This refers to the article “Constitution for inclusive policies,” (Sept. 29). As argued, there cannot be any constitutional bar on reservations for the minorities, especially when we consider the aim of our constitutional fathers to create a plural, inclusive society. When the Rajinder Sachar Committee has brought to light the social backwardness of Muslims, indicated by the daily income of 86 per cent of Muslims not exceeding Rs.20, and the Ranganath Mishra Commission has endorsed the necessity for reservation of 10 per cent, it is imperative for any sensitive government to implement this provision without any loss of time. At the same time, it needs to be emphasised that a provision for excluding the creamy layer has to be necessarily incorporated in the absence of which, the economically powerful in the Muslim community will exploit the same to corner most of the benefits, thus depriving the weaker sections of the same. A provision for creating reservation on economic criteria is essential for those among the higher castes.

Kasim Sait,


The Constitution baulks at all kinds of discrimination. Exclusion from the fruits of development is a form of discrimination. Therefore, targeting Muslim beneficiaries under special social and economic packages is a legitimate tool of empowerment. But an across the board reservation regime without means-testing militates against natural justice as prosperous sections of the community do not need any doles from the government.

Affirmative action is not a panacea for tackling backwardness as the existing dispensation has clearly demonstrated.

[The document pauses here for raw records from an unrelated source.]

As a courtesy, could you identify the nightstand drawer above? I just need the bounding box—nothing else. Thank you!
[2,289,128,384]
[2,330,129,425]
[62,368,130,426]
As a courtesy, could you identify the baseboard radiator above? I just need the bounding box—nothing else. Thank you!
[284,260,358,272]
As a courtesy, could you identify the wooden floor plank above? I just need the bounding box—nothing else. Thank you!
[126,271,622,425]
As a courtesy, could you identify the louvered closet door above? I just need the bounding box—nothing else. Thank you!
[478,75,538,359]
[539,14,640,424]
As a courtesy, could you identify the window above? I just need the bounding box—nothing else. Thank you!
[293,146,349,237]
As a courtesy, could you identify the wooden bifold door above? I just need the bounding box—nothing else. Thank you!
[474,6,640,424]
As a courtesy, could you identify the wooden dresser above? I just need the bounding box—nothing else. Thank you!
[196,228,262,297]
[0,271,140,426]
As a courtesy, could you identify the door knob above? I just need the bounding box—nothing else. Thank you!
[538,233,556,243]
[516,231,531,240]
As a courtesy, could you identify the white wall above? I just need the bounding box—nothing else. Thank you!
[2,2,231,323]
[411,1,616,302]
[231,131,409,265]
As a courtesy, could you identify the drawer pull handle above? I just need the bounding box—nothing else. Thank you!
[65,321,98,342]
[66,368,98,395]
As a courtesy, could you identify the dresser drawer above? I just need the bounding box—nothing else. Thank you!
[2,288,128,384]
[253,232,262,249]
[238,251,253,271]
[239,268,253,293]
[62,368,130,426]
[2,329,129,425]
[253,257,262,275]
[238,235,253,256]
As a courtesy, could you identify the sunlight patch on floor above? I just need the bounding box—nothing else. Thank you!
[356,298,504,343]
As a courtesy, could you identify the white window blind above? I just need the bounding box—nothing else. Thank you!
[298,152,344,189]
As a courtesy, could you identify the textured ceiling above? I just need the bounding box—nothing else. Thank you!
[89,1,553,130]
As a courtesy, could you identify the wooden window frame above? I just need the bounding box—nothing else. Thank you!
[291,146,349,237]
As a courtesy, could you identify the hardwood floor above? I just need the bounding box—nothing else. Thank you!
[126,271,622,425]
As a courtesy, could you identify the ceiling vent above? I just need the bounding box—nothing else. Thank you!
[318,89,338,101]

It has benefited only a minority of the targeted communities. Reservation is inherently divisive, creates dependency on the government and stifles self-reliance. When entitlements acquire the nature of de facto fundamental rights, the beneficiaries come to be perceived as a favoured class, triggering an unintended form of reverse discrimination.

V.N. Mukundarajan,


The author is right in saying that the Constitution lists religion as one of the bases on which nobody should be discriminated against. However, I am at a loss to understand how religion can be the rationale for protective discrimination or even targeted public programmes. What we need is a policy to help the socially, economically and the educationally backward, irrespective of caste or religion. Poverty and deprivation are secular concepts and have no religious bearing. If somebody is discriminated against or not allowed to partake of the benefits of development in a society because he belongs to a particular religion then it should be treated as a legal problem, not as a religious one. Making religion as the ground for targeted interventions will go against the principle of secularism enshrined in the Constitution.